To improve Joint Interoperability, Navy restructures its CEC Program
NAVSEA News Wire
Release Date: 1/30/2004
By Naval Sea Systems Command Public Affairs
WASHINGTON, DC -- As part of the ongoing Navy-wide efforts aimed at improving joint interoperability, the Navy's acquisition strategy for the Cooperative Engagement Capability (CEC) Program has recently been revised.
The decision to revise the CEC strategy follows a Memorandum of Agreement (MoA) signed in August by Rear Admiral, Tom Bush, USN, Program Executive Officer for Integrated Warfare Systems (PEOIWS), and Brigadier General John Maluda, USAF, the Single Integrated Air Picture System Engineer (SIAP SE).

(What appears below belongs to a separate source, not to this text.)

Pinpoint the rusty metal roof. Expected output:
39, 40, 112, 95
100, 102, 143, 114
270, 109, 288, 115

The MoA solidified Navy and Air Force plans to collaborate on creating Joint Tactical Battle Management Command and Controlling (BMC2) functionality. Considered as critical in solving current, and preventing future, interoperability problems, BMC2 is considered to be the most significant key in enabling single integrated air pictures across all of the Joint forces. In short, if fully implemented, commanders, pilots, and even infantrymen will share a single tactical picture, showing friendly and enemy units on land, sea, and in the air.
As the first programs to be affected by these joint efforts, CEC's Block 2 upgrade had originally been planned to provide the single Track Management function for the Navy's Open Architecture (OA) program. However, given the rapidly maturing SIAP, PEO-IWS determined it would not field a new CEC variant that would possibly conflict with SIAP's joint solution. "We need to deliver joint capabilities to our warfighters," according to Rear Adm. Bush. "If we are ever going to minimize the number of blue-on-blue engagements in a joint environment, we have to build our systems with joint capability. CEC is my first program out of the blocks and canceling the planned Block 2 competition is the right thing to do to further enable these goals."
Rear Adm. Bush has stated that overcoming traditional acquisition and development "stovepipes," both in a system development sense and a service-unique warfare systems sense, through conformance to Open Architecture standards, is an absolute must for the future of the United States Navy. "We must solve the combat ID (identification) problem in the U.S. Armed Forces," emphasized Bush. "We will go a long way toward that vital objective by building a common track management application with the SIAP SE Task Force, and ensure the product we build is in conformance with OA standards and protocols. If we do that, we will have done more for the warfighter than any other single initiative over the past decade."
In echoing Rear Adm. Bush's remarks, Brig. Gen. Maluda commented, "By focusing on the correctness of the data and making sure the data is available to all who need it, and the data is consistently processed, we can confidently engage on our terms."